George Cooper

No. 48
- Position: Tight end

Personal information
- Born: March 19, 1984 (age 42) Westerville, Ohio, U.S.
- Listed height: 6 ft 5 in (1.96 m)
- Listed weight: 266 lb (121 kg)

Career information
- High school: Westerville (OH) North
- College: Georgia Tech
- NFL draft: 2007: undrafted

Career history
- Detroit Lions (2007)*; Atlanta Falcons (2007–2008)*;
- * Offseason or practice squad member only

= George Cooper (tight end) =

American football player (born 1984)

George Fitzgerald Cooper (born March 19, 1984) is an American former football tight end. He was signed by the Detroit Lions as an undrafted free agent in 2007. He played college football at Georgia Tech.
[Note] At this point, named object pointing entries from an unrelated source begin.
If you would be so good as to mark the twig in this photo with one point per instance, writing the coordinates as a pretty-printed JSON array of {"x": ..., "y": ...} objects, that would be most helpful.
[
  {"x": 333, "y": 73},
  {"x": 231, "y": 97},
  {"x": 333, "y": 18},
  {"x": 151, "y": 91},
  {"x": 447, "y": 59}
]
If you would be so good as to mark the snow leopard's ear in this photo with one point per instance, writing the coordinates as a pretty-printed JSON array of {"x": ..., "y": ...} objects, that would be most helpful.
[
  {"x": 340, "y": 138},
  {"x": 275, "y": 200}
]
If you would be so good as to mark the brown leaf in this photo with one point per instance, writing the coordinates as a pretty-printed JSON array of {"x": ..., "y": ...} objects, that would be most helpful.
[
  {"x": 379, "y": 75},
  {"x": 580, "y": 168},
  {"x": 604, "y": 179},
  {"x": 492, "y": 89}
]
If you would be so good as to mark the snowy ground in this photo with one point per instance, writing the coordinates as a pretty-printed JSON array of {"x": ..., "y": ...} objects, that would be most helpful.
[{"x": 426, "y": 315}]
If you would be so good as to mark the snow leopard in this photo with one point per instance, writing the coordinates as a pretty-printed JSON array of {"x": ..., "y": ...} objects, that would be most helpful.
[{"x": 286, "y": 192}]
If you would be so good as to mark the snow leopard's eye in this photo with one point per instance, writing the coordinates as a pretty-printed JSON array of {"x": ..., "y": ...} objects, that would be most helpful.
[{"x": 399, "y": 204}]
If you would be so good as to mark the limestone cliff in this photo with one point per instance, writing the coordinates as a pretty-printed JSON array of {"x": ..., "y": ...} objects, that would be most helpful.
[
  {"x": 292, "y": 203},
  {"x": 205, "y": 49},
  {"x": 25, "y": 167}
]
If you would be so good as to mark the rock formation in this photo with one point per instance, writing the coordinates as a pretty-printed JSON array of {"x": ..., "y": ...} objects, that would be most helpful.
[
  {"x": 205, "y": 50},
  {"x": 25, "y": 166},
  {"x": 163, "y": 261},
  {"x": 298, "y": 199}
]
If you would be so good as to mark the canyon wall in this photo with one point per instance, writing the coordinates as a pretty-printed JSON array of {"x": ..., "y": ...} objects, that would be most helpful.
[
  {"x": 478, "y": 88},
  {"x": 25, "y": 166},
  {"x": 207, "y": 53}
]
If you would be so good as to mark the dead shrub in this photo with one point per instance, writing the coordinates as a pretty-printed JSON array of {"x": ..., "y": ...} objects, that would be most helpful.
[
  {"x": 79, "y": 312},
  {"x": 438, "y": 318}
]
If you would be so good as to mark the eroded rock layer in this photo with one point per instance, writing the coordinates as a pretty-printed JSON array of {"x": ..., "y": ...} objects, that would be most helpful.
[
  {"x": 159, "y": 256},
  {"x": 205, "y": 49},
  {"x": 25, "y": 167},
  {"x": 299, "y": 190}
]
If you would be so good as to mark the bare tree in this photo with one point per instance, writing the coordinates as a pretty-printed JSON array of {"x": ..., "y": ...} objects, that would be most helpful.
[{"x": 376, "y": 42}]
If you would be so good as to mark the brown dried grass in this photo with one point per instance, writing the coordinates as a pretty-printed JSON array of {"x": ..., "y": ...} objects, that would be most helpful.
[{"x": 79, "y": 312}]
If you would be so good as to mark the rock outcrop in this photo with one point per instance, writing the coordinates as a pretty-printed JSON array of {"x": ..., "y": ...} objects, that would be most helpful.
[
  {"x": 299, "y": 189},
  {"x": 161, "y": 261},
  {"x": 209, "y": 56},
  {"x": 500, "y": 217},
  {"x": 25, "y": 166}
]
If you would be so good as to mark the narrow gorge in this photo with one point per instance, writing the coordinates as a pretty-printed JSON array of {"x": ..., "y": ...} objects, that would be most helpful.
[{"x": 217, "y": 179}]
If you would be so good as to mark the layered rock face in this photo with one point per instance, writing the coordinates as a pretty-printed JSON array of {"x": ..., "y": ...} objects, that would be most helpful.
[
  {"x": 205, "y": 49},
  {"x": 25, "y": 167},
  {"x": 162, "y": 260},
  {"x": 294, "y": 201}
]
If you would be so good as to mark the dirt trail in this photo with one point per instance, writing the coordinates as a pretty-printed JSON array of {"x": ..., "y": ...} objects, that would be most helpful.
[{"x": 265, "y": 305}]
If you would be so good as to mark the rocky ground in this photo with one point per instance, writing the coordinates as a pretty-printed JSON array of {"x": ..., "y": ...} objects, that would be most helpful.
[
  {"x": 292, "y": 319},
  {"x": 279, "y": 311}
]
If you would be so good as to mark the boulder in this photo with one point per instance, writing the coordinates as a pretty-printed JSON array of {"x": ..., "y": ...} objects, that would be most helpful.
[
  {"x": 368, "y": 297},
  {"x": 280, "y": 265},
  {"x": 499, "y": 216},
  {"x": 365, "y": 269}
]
Cooper was also a member of the Atlanta Falcons.

==Early life==
Cooper played high school football at Westerville North High School under former head coach Bob Cavin. He was a second-team all-state performer at Westerville North and was ranked as high as the No. 11 among the nation's tight end prospects.

==College career==
Cooper played tight end under Chan Gailey for the Georgia Tech Yellow Jackets. He had nine receptions for 113 yards and one touchdown in three seasons at Georgia Tech.

==Professional career==

===Detroit Lions===
Cooper was originally signed by the Detroit Lions as an undrafted free agent on May 4, 2007. He was waived by the team on June 14.

===Atlanta Falcons===
On September 3, 2007, Cooper was signed to the practice squad of the Atlanta Falcons, where he spent the entire season. On February 7, 2008, Cooper was re-signed to a future contract. He was waived on June 10, re-signed on August 4 and waived again on August 24 when the team signed veteran tight end Marcus Pollard.

===Kenyon College===
In Fall 2015 Cooper interned at Kenyon College though the National Football League Players Association’s (NFLPA) Coaching Internship program. Westerville, where Cooper played high school football, is 38 miles southwest of Kenyon.